Phosphate dosing is used by water utilities to prevent plumbosolvency in water supply networks. However, there is a lack of knowledge regarding biofilm formation on lead and plastic materials when phosphate concentrations are modified in drinking water systems. In this study, biofilms were grown over lead coupons and PVC tubes in bioreactors supplied with local drinking water treated to provide different phosphate doses (below 1, 1 and 2 mg/L) over a period of 28 days. A range of commercial iron pellets (GEH104 and WARP) were tested aiming to maintain phosphate levels below the average 1 mg/L found in drinking water. Changes in biofilm community structure in response to three different phosphate treatments were characterised by Illumina sequencing of the 16S rRNA gene for bacteria and the ITS2 gene for fungi. Scanning electron microscopy was used to visualise physical differences in biofilm development in two types of materials, lead and PVC. The experimental results from the kinetics of phosphate absorption showed that the GEH104 pellets were the best option to, in the long term, reduce phosphate levels while preventing undesirable turbidity increases in drinking water. Phosphate-enrichment promoted a reduction of bacterial diversity but increased that of fungi in biofilms. Overall, higher phosphate levels selected for microorganisms with enhanced capabilities related to phosphorus metabolism and heavy metal resistance. This research brings new insights regarding the influence of different phosphate concentrations on mixed-species biofilms formation and drinking water quality, which are relevant to inform best management practices in drinking water treatment.

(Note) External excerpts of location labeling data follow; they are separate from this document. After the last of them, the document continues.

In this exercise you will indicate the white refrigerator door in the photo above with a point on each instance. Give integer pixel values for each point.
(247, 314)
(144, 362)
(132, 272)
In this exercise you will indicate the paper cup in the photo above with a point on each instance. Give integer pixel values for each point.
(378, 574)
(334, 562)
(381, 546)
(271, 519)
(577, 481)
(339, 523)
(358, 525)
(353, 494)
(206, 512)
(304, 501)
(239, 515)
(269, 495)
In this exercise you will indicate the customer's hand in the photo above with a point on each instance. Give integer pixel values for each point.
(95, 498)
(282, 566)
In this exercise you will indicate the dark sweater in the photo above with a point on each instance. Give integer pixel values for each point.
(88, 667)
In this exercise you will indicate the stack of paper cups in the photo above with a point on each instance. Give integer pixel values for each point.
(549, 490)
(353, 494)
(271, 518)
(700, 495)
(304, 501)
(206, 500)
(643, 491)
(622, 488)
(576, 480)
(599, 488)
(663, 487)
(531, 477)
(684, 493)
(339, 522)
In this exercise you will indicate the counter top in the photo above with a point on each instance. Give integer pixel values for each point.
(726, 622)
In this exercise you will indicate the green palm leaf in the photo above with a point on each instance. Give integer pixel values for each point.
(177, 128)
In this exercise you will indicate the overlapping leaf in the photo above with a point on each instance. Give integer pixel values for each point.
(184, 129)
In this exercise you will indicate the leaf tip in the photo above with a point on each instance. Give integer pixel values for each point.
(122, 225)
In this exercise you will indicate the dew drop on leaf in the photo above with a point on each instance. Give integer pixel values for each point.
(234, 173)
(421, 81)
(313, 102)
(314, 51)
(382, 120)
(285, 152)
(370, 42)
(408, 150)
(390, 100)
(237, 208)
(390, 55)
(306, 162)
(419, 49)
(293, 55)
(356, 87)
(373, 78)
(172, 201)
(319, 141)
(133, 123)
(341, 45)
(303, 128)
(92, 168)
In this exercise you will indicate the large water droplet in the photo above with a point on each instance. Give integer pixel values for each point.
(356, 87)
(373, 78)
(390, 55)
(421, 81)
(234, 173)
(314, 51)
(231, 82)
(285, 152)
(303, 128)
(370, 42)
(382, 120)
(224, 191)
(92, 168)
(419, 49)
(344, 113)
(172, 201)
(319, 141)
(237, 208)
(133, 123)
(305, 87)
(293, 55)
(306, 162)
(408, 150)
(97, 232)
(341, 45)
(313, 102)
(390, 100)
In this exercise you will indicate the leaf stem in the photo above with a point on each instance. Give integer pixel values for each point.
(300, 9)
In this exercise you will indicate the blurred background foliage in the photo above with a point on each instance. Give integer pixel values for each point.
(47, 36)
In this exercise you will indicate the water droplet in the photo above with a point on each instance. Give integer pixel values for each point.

自来水公司使用磷酸盐剂量来防止供水网络中的铅溶解。然而，当饮用水系统中的磷酸盐浓度发生变化时，人们对铅和塑料材料上生物膜的形成缺乏了解。在这项研究中，生物膜在生物反应器中的铅块和 PVC 管上生长，生物反应器提供经过处理的当地饮用水，在 28 天的时间内提供不同的磷酸盐剂量（低于 1、1 和 2 毫克/升）。对一系列商用铁丸（GEH104 和 WARP）进行了测试，旨在将饮用水中的磷酸盐含量保持在平均 1 毫克/升以下。通过细菌 16S rRNA 基因和真菌 ITS2 基因的 Illumina 测序来表征生物膜群落结构响应三种不同磷酸盐处理的变化。使用扫描电子显微镜观察铅和 PVC 两种材料中生物膜发育的物理差异。磷酸盐吸收动力学实验结果表明，从长远来看，GEH104 颗粒是降低磷酸盐水平同时防止饮用水浑浊度增加的最佳选择。磷酸盐富集促进了细菌多样性的减少，但增加了生物膜中真菌的多样性。总体而言，选择较高的磷酸盐水平是为了增强与磷代谢和重金属抵抗力相关的能力。这项研究带来了关于不同磷酸盐浓度对混合物种生物膜形成和饮用水质量的影响的新见解，这有助于为饮用水处理的最佳管理实践提供信息。